Competitive analysis of the top-K ranking problem
This work addresses a fundamental ranking problem with applications in recommender systems, web search, and crowdsourcing, offering a significant algorithmic improvement over prior methods.
The paper tackles the problem of identifying the top-K items from noisy pairwise comparisons under a general noise model, presenting a linear-time algorithm with a competitive ratio of Õ(√n), which is shown to be tight and improves upon previous algorithms with ratios of Ω̃(n) or worse.
Motivated by applications in recommender systems, web search, social choice and crowdsourcing, we consider the problem of identifying the set of top $K$ items from noisy pairwise comparisons.

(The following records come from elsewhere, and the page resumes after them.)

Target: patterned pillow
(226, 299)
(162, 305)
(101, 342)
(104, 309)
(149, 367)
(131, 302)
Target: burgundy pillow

In our setting, we are non-actively given $r$ pairwise comparisons between each pair of $n$ items, where each comparison has noise constrained by a very general noise model called the strong stochastic transitivity (SST) model. We analyze the competitive ratio of algorithms for the top-$K$ problem. In particular, we present a linear time algorithm for the top-$K$ problem which has a competitive ratio of $\tilde{O}(\sqrt{n})$; i.e. to solve any instance of top-$K$, our algorithm needs at most $\tilde{O}(\sqrt{n})$ times as many samples needed as the best possible algorithm for that instance (in contrast, all previous known algorithms for the top-$K$ problem have competitive ratios of $\tildeΩ(n)$ or worse). We further show that this is tight: any algorithm for the top-$K$ problem has competitive ratio at least $\tildeΩ(\sqrt{n})$.